Outre ces deux facteurs, l’autre raison pour laquelle la Chine penche de nouveau vers la technologie « roue-rail » est que l’Allemagne ne veut pas transférer la technologie, tandis que le gouvernement chinois espère obtenir le droit d’utilisation en y mettant le prix. Plus tard, les deux parties ont fait des concessions et sont parvenues à un accord, mais on en est insatisfait dans chacun des deux pays.
Qui va gagner?
Sur le plan de la technologie « roue-rail », on trouve trois puissances mondiales : l’ICE d’Allemagne, le Shinkansen du Japon et le TGV de France. Du fait du déraillement il y a trois ans et de la vitesse moindre que celle des deux autres partenaires, la compétitivité générale de ICE est beaucoup plus faible que celle de ses compétiteurs. La Chine connaît le Shinkansen japonais mieux que le TGV français. Vu que le Shinkansen fonctionne très bien et que le gouvernement japonais fait souvent des interventions diplomatiques, le Shinkansen japonais est plus attrayant que le TGV français pour le moment.

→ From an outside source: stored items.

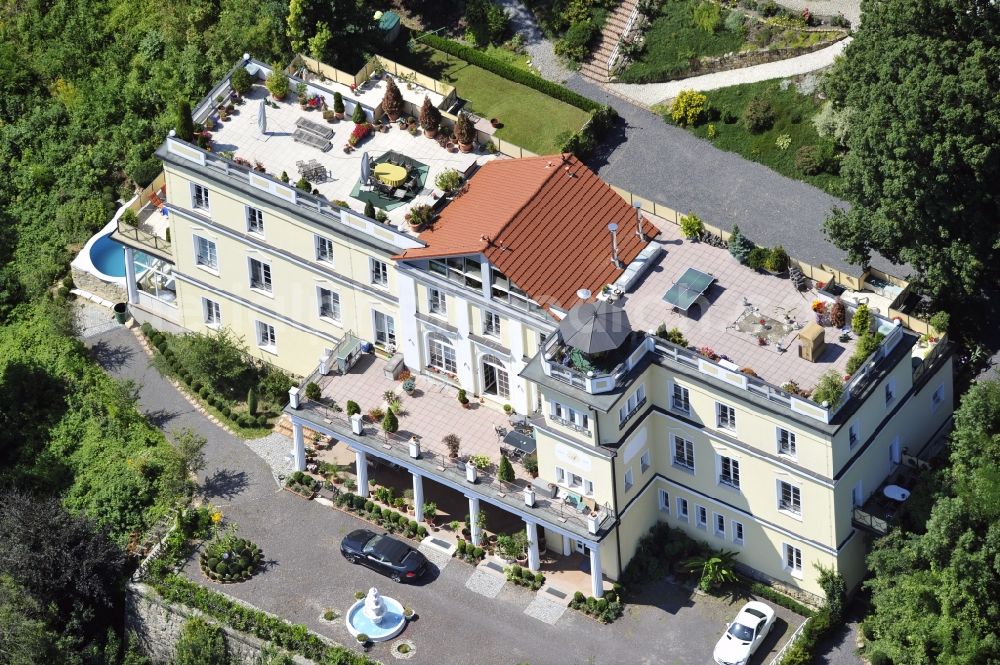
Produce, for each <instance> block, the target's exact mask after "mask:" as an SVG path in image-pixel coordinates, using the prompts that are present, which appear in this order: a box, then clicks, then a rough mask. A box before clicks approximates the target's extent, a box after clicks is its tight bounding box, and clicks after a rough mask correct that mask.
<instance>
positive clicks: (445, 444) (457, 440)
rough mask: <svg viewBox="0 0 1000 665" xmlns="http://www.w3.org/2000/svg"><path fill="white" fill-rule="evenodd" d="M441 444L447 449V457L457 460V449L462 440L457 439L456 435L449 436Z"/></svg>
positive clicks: (449, 435)
mask: <svg viewBox="0 0 1000 665" xmlns="http://www.w3.org/2000/svg"><path fill="white" fill-rule="evenodd" d="M441 442H442V443H444V445H445V446H446V447H447V448H448V457H450V458H451V459H458V447H459V445H460V444H461V443H462V440H461V439H460V438H458V435H456V434H449V435H447V436H446V437H444V438H443V439H441Z"/></svg>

Cependant, face à la concurrence menaçante du Shinkansen japonais, le TGV français ne recule pas avec soumission parce qu’il a un important atout : sa technologie est plus avancée que celle du Shinkansen. Des informations de source autorisée montrent que la vitesse expérimentale du TGV français a dépassé 515 km/h à partir de 1995, la vitesse de service réel a également dépassé 360 km/h. Tandis que les deux chiffres du Shinkansen japonais sont à peine supérieurs à 400 et 300 respectivement. En outre, Alstom, fabricant des TGV, est le premier investisseur international à avoir reçu des commandes de l’étranger, exportant le TGV en Espagne et en Corée du Sud, tandis que le Shinkansen est exporté à Taiwan.

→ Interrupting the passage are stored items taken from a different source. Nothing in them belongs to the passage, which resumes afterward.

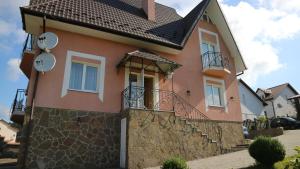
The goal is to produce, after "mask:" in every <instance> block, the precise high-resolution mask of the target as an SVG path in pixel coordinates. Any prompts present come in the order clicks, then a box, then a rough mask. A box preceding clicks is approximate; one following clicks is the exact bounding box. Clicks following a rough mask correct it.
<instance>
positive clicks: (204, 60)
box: [202, 52, 230, 70]
mask: <svg viewBox="0 0 300 169" xmlns="http://www.w3.org/2000/svg"><path fill="white" fill-rule="evenodd" d="M202 66H203V69H206V68H212V67H221V68H226V69H228V70H229V66H230V62H229V58H228V57H225V56H223V55H222V53H221V52H205V53H204V54H202Z"/></svg>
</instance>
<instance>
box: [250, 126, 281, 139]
mask: <svg viewBox="0 0 300 169" xmlns="http://www.w3.org/2000/svg"><path fill="white" fill-rule="evenodd" d="M281 135H283V128H281V127H280V128H270V129H263V130H251V131H249V139H254V138H255V137H258V136H267V137H277V136H281Z"/></svg>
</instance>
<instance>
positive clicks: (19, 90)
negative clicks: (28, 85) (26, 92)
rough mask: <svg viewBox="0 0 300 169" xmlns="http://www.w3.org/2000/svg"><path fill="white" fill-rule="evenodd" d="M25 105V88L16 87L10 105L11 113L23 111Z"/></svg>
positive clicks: (25, 101) (18, 112) (20, 111)
mask: <svg viewBox="0 0 300 169" xmlns="http://www.w3.org/2000/svg"><path fill="white" fill-rule="evenodd" d="M25 106H26V90H25V89H18V90H17V93H16V96H15V99H14V102H13V104H12V107H11V115H13V114H14V113H19V112H24V111H25Z"/></svg>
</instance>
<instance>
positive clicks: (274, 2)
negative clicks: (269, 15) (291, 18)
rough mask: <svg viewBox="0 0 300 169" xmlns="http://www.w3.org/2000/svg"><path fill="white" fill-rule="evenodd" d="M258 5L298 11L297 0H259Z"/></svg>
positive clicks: (298, 6)
mask: <svg viewBox="0 0 300 169" xmlns="http://www.w3.org/2000/svg"><path fill="white" fill-rule="evenodd" d="M259 2H260V5H262V6H265V7H267V8H272V9H279V10H283V11H287V12H300V1H299V0H288V1H287V0H259Z"/></svg>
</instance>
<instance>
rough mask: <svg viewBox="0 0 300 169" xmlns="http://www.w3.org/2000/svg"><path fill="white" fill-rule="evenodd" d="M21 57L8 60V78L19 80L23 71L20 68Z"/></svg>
mask: <svg viewBox="0 0 300 169" xmlns="http://www.w3.org/2000/svg"><path fill="white" fill-rule="evenodd" d="M20 62H21V60H20V59H17V58H12V59H10V60H9V61H8V62H7V69H6V70H7V78H8V79H9V80H11V81H18V80H19V78H20V76H21V75H22V72H21V70H20V68H19V66H20Z"/></svg>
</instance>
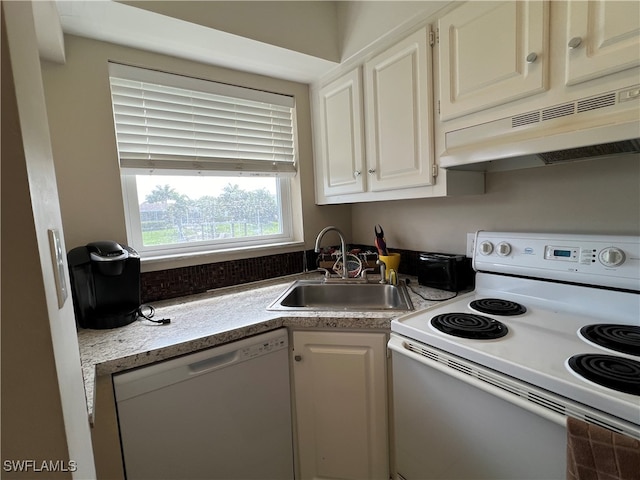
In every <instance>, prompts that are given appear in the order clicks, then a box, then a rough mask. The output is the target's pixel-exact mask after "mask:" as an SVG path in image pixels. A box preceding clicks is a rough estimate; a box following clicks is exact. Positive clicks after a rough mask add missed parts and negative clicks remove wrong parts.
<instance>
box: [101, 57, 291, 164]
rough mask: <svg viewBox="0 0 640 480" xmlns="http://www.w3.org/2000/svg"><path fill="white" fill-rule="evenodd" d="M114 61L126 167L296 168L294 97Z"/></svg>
mask: <svg viewBox="0 0 640 480" xmlns="http://www.w3.org/2000/svg"><path fill="white" fill-rule="evenodd" d="M109 68H110V70H109V75H110V76H109V79H110V84H111V98H112V102H113V112H114V122H115V128H116V138H117V142H118V154H119V157H120V167H121V168H122V169H123V170H127V171H129V173H149V172H150V171H151V172H158V173H159V172H162V173H180V172H182V173H185V171H188V172H191V173H193V172H194V171H196V172H198V173H205V174H206V173H207V172H211V173H212V174H218V175H219V174H232V175H243V174H248V175H269V176H291V175H294V174H295V171H296V168H295V141H294V123H293V115H294V110H293V106H294V103H293V98H292V97H289V96H285V95H279V94H274V93H270V92H263V91H257V90H252V89H247V88H242V87H236V86H232V85H226V84H220V83H216V82H210V81H205V80H198V79H193V78H187V77H182V76H179V75H172V74H167V73H162V72H156V71H150V70H143V69H139V68H135V67H128V66H124V65H119V64H110V66H109Z"/></svg>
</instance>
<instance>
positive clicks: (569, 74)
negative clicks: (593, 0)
mask: <svg viewBox="0 0 640 480" xmlns="http://www.w3.org/2000/svg"><path fill="white" fill-rule="evenodd" d="M567 18H568V26H567V38H566V42H567V43H566V44H565V45H566V49H567V57H566V59H567V62H566V84H567V85H574V84H576V83H581V82H584V81H587V80H592V79H594V78H598V77H602V76H605V75H608V74H611V73H615V72H619V71H621V70H626V69H628V68H632V67H637V66H638V65H640V3H639V2H637V1H630V2H627V1H610V0H607V1H604V0H600V1H589V2H585V1H572V2H570V3H569V5H568V12H567Z"/></svg>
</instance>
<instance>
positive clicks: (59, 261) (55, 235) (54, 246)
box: [49, 228, 68, 308]
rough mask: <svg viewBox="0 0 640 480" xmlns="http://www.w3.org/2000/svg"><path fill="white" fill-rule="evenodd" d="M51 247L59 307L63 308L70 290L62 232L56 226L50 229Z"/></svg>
mask: <svg viewBox="0 0 640 480" xmlns="http://www.w3.org/2000/svg"><path fill="white" fill-rule="evenodd" d="M49 248H50V249H51V261H52V262H53V276H54V277H55V281H56V292H57V294H58V308H62V306H63V305H64V302H65V301H66V300H67V295H68V293H67V292H68V290H67V281H66V277H65V275H64V269H65V264H64V252H63V251H62V242H61V241H60V232H59V231H58V230H57V229H55V228H51V229H49Z"/></svg>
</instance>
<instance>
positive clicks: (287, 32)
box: [33, 0, 446, 83]
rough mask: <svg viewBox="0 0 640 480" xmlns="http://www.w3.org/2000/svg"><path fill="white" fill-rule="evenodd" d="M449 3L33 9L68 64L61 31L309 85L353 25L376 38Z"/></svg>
mask: <svg viewBox="0 0 640 480" xmlns="http://www.w3.org/2000/svg"><path fill="white" fill-rule="evenodd" d="M444 3H446V2H440V1H431V0H430V1H424V0H423V1H420V2H407V1H402V0H394V1H355V2H353V1H337V2H336V1H328V0H318V1H313V0H302V1H287V0H285V1H240V0H233V1H212V0H208V1H202V0H199V1H192V0H174V1H166V0H164V1H154V0H145V1H140V0H122V1H112V0H39V1H34V2H33V8H34V16H35V18H36V32H37V35H38V40H39V43H40V45H41V48H40V53H41V56H42V57H43V58H45V59H47V60H50V61H54V62H59V63H64V61H65V50H64V36H63V33H64V34H71V35H77V36H81V37H87V38H92V39H95V40H100V41H105V42H109V43H115V44H119V45H124V46H128V47H132V48H137V49H141V50H148V51H152V52H156V53H161V54H166V55H172V56H176V57H180V58H185V59H188V60H193V61H196V62H201V63H206V64H211V65H217V66H222V67H227V68H232V69H235V70H241V71H247V72H251V73H257V74H262V75H267V76H270V77H275V78H281V79H285V80H292V81H297V82H302V83H312V82H314V81H315V80H317V79H318V78H321V77H322V76H323V75H324V74H326V73H327V72H329V71H331V70H332V69H334V68H335V67H336V66H337V65H338V64H339V63H340V61H341V60H342V58H341V54H344V52H342V51H341V48H344V47H343V45H340V43H341V42H342V43H345V44H347V43H349V42H351V43H349V45H351V44H353V37H354V35H352V33H351V31H352V30H353V28H354V25H355V31H356V33H358V32H360V33H361V32H362V31H366V34H367V35H369V36H371V35H373V38H371V39H370V40H369V41H373V40H374V39H375V38H376V37H379V36H380V34H384V33H386V32H387V31H389V29H392V28H393V27H395V26H397V24H399V23H402V21H404V20H406V19H407V18H410V17H411V16H412V15H414V11H415V9H416V8H418V7H416V5H419V8H420V9H422V10H421V12H422V14H424V13H429V12H434V11H436V10H437V9H438V8H441V7H442V5H443V4H444ZM385 9H386V10H385ZM376 10H377V13H376V12H375V11H376ZM372 12H373V14H372ZM381 12H382V13H381ZM394 15H395V16H397V18H395V17H394ZM392 17H393V18H392ZM362 24H364V25H366V27H364V28H363V26H362ZM343 30H344V31H343ZM168 32H169V34H168ZM349 35H351V37H349ZM358 40H360V41H362V40H363V39H362V38H358Z"/></svg>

Au moment où la concurrence entre le TGV et le Shinkansen était le plus acharnée, le train à grande vitesse chinois « Étoile de Chine » basé sur la technologie « roue-rail » et possédant la propriété intellectuelle chinoise a démarré l’essai sur la ligne spéciale. La vitesse maximale a atteint 321 km/h et celle de service 200 km/h. Bien que la vitesse de service n’atteigne pas la norme fixée par l’Union internationale de chemins de fer (plus de 250 km/h), l’apparition de l’¿Étoile de Chine » marque un pas important dans la construction de chemins de fer à grande vitesse et revêt une grande importance.
L’apparition de l’¿Étoile de Chine » constitue non seulement un « poids important » dans la balance du choix du gouvernement chinois, mais aussi un « suspense » pour la concurrence interne de la technologie « roue-rail ». Certains présument même qu’avec la diminution des écarts technologiques entre la Chine et l’étranger, le gouvernement chinois pourrait retarder la construction de la liaison rapide Beijing-Shanghai jusqu’au moment où les Chinois seraient capables de le faire par eux-mêmes. Analysant cette supposition, des experts du milieu indiquent que, selon le Xe Plan quinquennal (2001-2005), le gouvernement chinois va démarrer les travaux au plus tard l’an prochain. Dans une telle circonstance, cette supposition resterait lettre morte et l’on devrait compter sur la technologie importée.
« Remporter le projet ou non ne dépendra pas simplement des forces de l’entreprise et, avant la décision gouvernementale, il est trop tôt pour tirer quelque conclusion que ce soit », dit à la presse Wu Yongxin, directeur général du marketing du bureau de représentation à Beijing de l’entreprise allemande TRI (société internationale de train à grande vitesse à sustentation magnétique).